LAHORE: The Lahore Left Front, a conglomerate of left wing groups, organisations, parties and individuals from the provincial capital, Aurat March organisers, student bodies from various institutions of Lahore and Jammu and Kashmir, and civil society came together for a huge demonstration at Liberty Chowk in solidarity with the people of Kashmir.
The Jammu and Kashmir Student Council and JKNSF (Jammu and Kashmir chapter for National Student Federation) looked very vocal about the human rights violations by India in held Kashmir.
Speaking about the Kashmir issue, Awami Workers’ Party leader and convener of Lahore Left Front, Farooq Tariq, said their instant demands included end to curfew and media blackout in Kashmir at once.
He said these undemocratic moves by the Indian government with the suspension of human rights showed its tyranny on the Kashmiris.
“We also do not stand by this slogan that Kashmir will become part of Pakistan, because the matter should lie in the hands of Kashmiri people. They must decide their own fate,” said Mr Tariq. “We also condemn the militarisation on both sides of Kashmir.”
He said that the left front in both Pakistan and India had come out for Kashmiris’ rights.
“We also condemn the campaigns against Shehla Rasheed, and arrested leaders there. A leftist friend who is also an MLA is suffering in jail in Kashmir and we demand his immediate release.”
Farooq Tariq said even if they were already diluted, the revocation of the two articles, 370 and 35-A, must be reversed because Kashmir was a nation and you could not imprison a nation.
Tariq also spoke about rising fascism across South Asia, saying that the use of Hindutva style politics had ruined India’s own image.
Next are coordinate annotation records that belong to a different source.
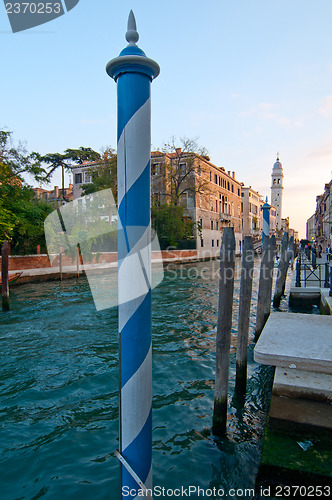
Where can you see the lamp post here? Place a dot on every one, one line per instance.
(133, 73)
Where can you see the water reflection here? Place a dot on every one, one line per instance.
(59, 391)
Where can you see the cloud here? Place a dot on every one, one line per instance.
(267, 111)
(326, 108)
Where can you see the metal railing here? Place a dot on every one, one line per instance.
(309, 272)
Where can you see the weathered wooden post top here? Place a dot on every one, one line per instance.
(133, 72)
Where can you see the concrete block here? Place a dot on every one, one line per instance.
(299, 341)
(302, 384)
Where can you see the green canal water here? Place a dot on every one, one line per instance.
(59, 392)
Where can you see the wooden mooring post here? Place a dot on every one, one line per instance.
(224, 327)
(289, 259)
(265, 284)
(4, 276)
(244, 315)
(60, 262)
(282, 271)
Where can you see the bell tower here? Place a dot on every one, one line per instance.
(276, 189)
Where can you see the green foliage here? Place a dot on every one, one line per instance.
(15, 160)
(104, 175)
(22, 218)
(171, 224)
(65, 160)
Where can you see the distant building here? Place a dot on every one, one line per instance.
(252, 218)
(252, 214)
(82, 175)
(311, 228)
(54, 195)
(211, 195)
(319, 225)
(277, 190)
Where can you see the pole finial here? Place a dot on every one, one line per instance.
(132, 36)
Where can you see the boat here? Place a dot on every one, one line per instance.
(12, 278)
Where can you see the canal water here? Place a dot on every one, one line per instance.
(59, 392)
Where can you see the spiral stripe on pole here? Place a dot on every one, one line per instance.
(133, 72)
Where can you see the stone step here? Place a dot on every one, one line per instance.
(302, 384)
(301, 341)
(299, 414)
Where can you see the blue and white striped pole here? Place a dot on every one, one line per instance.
(266, 220)
(133, 73)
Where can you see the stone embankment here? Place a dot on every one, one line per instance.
(297, 448)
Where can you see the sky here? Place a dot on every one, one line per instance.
(247, 79)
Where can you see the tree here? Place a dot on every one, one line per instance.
(104, 174)
(21, 216)
(65, 161)
(182, 172)
(15, 161)
(172, 224)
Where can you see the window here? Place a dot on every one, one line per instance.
(183, 168)
(183, 200)
(78, 178)
(155, 168)
(155, 198)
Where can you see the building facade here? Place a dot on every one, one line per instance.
(319, 225)
(54, 195)
(211, 195)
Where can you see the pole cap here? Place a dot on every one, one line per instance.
(132, 59)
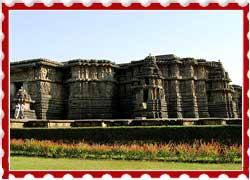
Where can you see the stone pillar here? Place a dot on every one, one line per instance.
(220, 100)
(173, 96)
(201, 91)
(189, 100)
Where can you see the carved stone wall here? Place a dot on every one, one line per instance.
(164, 86)
(92, 90)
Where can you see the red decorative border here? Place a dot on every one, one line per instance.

Fatima Razzaq from the Kinnaird College, one of the organisers of the rally, spoke about the resistance of the civilians in Kashmir against the Indian army.
She praised the people of Kashmir for their constant struggle for freedom from tyranny and militarization.
“I especially salute the women who have been subjected to the worst kind of brutality by the Indian occupying forces.
They remain the most vulnerable stakeholders. They are seen as ‘spoils of war’ in the patriarchal war of competing hyper-nationalist fantasies.”
Nyla Naz from Women Action Forum (WAF), Haider Gul, an activist from Gilgit Baltistan, Qaisar Javed from the Jammu and Kashmir Students Council and JK National Student Federation’s Sardar Sheheryar also spoke.
Aurat March organisers, in an attempt to bring forward the Kashmiri voices, also presented a charter of demands that included immediate end to the occupation, illegal annexation, militarisation, arbitrary detentions and terrorisation of the people of Kashmir.